Un trattato che protegge i fossili, non il clima
Secondo Patrice Dreiski, ex dirigente dell’ECT, “l’obiettivo reale del trattato è promuovere e proteggere gli investimenti nei combustibili fossili”, un’impostazione ormai incompatibile con gli impegni dell’Accordo di Parigi sul clima. Non a caso, negli ultimi anni la maggior parte delle cause ha riguardato Paesi dell’Unione Europea impegnati nella transizione energetica.
I casi emblematici: Germania, Italia e Paesi Bassi
Nel 2021 le società tedesche RWE e Uniper hanno citato in giudizio i Paesi Bassi per la decisione di abbandonare il carbone entro il 2030, chiedendo risarcimenti miliardari.

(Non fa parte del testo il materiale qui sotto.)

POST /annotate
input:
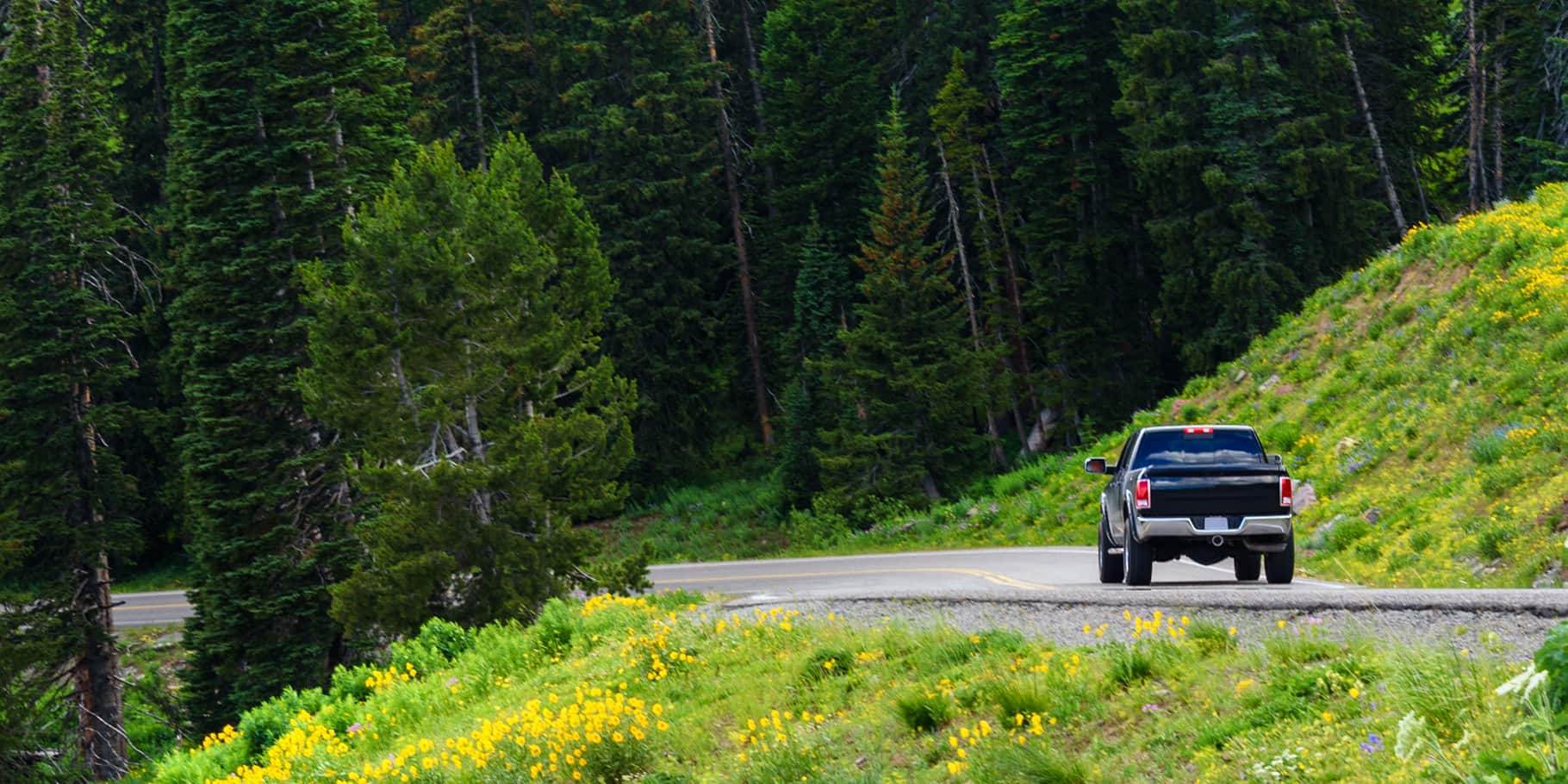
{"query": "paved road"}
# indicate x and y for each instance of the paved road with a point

Ancora più clamoroso il caso italiano: nel 2017 la compagnia britannica Rockhopper ha denunciato l’Italia per il divieto di trivellazioni nell’Adriatico, nonostante Roma fosse già uscita dal trattato. Nell’agosto 2022 il tribunale ha condannato il nostro Paese a pagare 190 milioni di euro.
L’Europa prende le distanze

Di fronte a questi numeri e a una percentuale di vittorie degli investitori che arriva al 64% dei casi conclusi, da Bruxelles è arrivata la proposta di superare gradualmente l’ECT all’interno dell’UE. Francia e Paesi Bassi hanno già annunciato l’intenzione di uscirne, segnale evidente di un crescente disagio politico.
Il paradosso è evidente: gli Stati vengono puniti economicamente proprio mentre cercano di ridurre le emissioni e rispettare gli impegni climatici internazionali. Un cortocircuito giuridico che mette in discussione non solo la transizione ecologica, ma anche la sovranità decisionale dei Governi.